Shell Oil president outlines additional safety measures planned for Arctic Ocean drilling

By Dan Joling, AP
Tuesday, May 18, 2010

Shell outlines safety measures for Arctic drilling

ANCHORAGE, Alaska — Shell Oil Co. will take additional steps to ensure the exploratory drilling it plans to do in the Arctic Ocean this summer will be done safely, company President Marvin Odum said in a letter to federal regulators.

Critics say the company still isn’t equipped to clean up a spill in the remote waters off Alaska’s northern coast, and they say drilling should be delayed.

Odum outlined Shell’s measures in a letter dated Friday to Minerals Management Service Director Elizabeth Birnbaum. She requested the information earlier this month after the BP oil rig explosion that began spewing oil into the Gulf of Mexico.

Shell spent $2.1 billion two years ago for leases in the Chukchi Sea. The MMS estimated the sale area contained 15 billion barrels of conventionally recoverable oil and 77 trillion cubic feet of conventionally recoverable natural gas.

Shell Oil, the U.S. arm of Royal Dutch Shell PLC, hopes to use a 500-foot drilling ship for up to three exploratory wells in the Chukchi on leases as far as 140 miles off shore, plus two more wells in the Beaufort Sea east of Prudhoe Bay.

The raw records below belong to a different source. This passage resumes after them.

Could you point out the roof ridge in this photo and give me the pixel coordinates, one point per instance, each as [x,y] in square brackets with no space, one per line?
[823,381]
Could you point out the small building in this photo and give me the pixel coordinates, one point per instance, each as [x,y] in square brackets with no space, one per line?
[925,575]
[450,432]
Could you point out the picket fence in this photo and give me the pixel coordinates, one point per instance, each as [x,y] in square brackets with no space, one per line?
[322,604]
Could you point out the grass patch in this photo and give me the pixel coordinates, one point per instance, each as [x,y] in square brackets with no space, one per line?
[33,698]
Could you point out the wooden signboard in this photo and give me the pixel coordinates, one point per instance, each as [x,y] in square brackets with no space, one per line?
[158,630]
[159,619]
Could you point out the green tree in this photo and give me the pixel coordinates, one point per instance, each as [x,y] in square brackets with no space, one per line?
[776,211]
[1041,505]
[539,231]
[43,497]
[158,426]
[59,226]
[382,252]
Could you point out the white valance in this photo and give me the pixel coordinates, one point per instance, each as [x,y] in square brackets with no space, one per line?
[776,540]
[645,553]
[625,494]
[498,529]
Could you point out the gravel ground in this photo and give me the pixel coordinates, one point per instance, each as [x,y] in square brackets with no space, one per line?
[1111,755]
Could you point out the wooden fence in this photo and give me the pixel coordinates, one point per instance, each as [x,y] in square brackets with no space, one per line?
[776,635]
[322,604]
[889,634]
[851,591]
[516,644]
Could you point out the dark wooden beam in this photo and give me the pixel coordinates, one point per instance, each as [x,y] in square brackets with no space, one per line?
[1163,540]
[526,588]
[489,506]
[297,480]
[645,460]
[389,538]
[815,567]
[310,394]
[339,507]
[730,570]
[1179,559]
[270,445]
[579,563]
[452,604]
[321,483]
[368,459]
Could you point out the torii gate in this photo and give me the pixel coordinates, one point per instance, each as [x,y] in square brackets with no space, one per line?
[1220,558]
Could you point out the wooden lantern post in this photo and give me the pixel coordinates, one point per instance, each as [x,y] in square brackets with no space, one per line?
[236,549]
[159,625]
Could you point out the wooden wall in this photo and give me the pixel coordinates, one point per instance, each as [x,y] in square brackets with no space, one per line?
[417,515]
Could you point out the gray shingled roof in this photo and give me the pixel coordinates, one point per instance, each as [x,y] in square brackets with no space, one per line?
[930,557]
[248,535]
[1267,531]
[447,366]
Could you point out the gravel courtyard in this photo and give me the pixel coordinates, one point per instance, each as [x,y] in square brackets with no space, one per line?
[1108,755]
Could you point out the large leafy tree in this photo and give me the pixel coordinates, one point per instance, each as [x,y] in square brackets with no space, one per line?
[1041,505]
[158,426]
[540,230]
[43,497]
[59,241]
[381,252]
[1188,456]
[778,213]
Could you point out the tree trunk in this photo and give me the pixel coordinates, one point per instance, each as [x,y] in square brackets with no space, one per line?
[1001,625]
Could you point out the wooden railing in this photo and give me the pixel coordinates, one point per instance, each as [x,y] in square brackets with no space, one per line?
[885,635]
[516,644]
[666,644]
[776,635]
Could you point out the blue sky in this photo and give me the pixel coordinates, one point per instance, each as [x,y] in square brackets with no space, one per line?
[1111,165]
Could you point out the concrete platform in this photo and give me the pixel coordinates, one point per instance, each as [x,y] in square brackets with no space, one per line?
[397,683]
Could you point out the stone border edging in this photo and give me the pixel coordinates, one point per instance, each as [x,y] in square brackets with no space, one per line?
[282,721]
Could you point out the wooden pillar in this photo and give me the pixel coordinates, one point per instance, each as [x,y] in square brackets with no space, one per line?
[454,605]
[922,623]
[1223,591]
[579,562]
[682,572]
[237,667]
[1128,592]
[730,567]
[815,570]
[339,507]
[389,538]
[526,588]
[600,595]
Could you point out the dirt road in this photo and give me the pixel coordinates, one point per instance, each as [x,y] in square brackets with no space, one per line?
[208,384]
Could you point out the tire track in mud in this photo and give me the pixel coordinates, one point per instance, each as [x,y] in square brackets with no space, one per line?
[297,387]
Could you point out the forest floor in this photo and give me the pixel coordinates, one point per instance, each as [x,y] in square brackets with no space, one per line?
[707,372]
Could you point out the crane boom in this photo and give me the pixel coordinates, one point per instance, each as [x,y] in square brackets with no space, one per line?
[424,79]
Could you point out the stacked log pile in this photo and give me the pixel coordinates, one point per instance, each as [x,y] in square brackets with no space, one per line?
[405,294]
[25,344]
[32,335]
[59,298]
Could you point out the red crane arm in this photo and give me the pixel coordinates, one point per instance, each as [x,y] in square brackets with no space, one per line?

Among nine additional measures Odum lists in his five-page letter is a plan to stage in Alaska a “prefabricated coffer dam” — an apparatus that could be lowered to a well to halt a leak, similar to an attempt BP made to stop the Gulf of Mexico spill. Shell spokesman Curtis Smith said Shell has successfully used coffer dams in shallower water, most recently to repair hurricane damage to pipelines.

Odum said Shell would double how often it tests its blowout preventer, from every 14 days to every seven days.

The company also would design a “remote hot stab system” that would allow a remotely operated vehicle, diver or support vessel to activate the blowout preventer through a cable from a sled on the sea floor a safe distance from the well, Odum said.

“If needed, we will also apply dispersant underwater at the source of any oil flow that might occur,” he said, once necessary permits were acquired.

Odum’s letter also laid out differences between exploratory drilling in the relatively shallow Alaska outer continental shelf and in the deep water of the Gulf of Mexico. Drilling in the Chukchi and Beaufort seas is typical of well conditions that have been safely addressed for more than 30 years, he said.

“The Deepwater Horizon was drilling in 5,000 feet of water to a depth of 18,000 feet. This type of well is technically more complex than those wells planned in the Arctic for 2010,” he said.

Pressure in the gulf well was two to three times greater than what Shell expects in Alaska, Odum said. Shell plans to drill in approximately 150 feet of water to a depth of approximately 7,000 to 8,000 feet in the Chukchi and a depth of about 10,200 feet in the Beaufort.

Odum also cited Shell plans already approved by MMS and said the company would be ready to respond with oil spill response assets in one hour.

“I have complete confidence in the technical integrity of our well plans,” he said.

Marilyn Heiman, U.S. Arctic program director for the Pew Environment Group, said Tuesday that Shell is still not prepared to respond to a major spill. The company instead emphasizes its previous claim that the chance for a blowout is slim, she said.

“On spill response, there’s not much different that what they have in place,” she said of Odum’s letter.

In the gulf, 13,000 people and 520 vessels are responding with 1.4 million feet of boom and half a million barrels of dispersant. In Alaska, the nearest Coast Guard station is 1,000 miles from Shell’s leases, she said.

“Their plan does not come close to that, and to get anything near those numbers into the remote Arctic Ocean would be virtually impossible,” Heiman said.

Odum’s letter raises more questions than answers, she said, such as how methane hydrates — icebound methane that forms in low temperatures — will react.

“Have they ever tried a coffer dam in the Arctic Ocean? Have they ever drilled with a coffer dam and proved that it could work?” she asked.

Until the reason for the gulf blowout is figured out, she said, the MMS should take a careful approach.

“How can we move forward in the Arctic Ocean with so many unknowns?” she asked. “We’re asking for a delay, to suspend the leasing, until we know what the cause of the spill was.”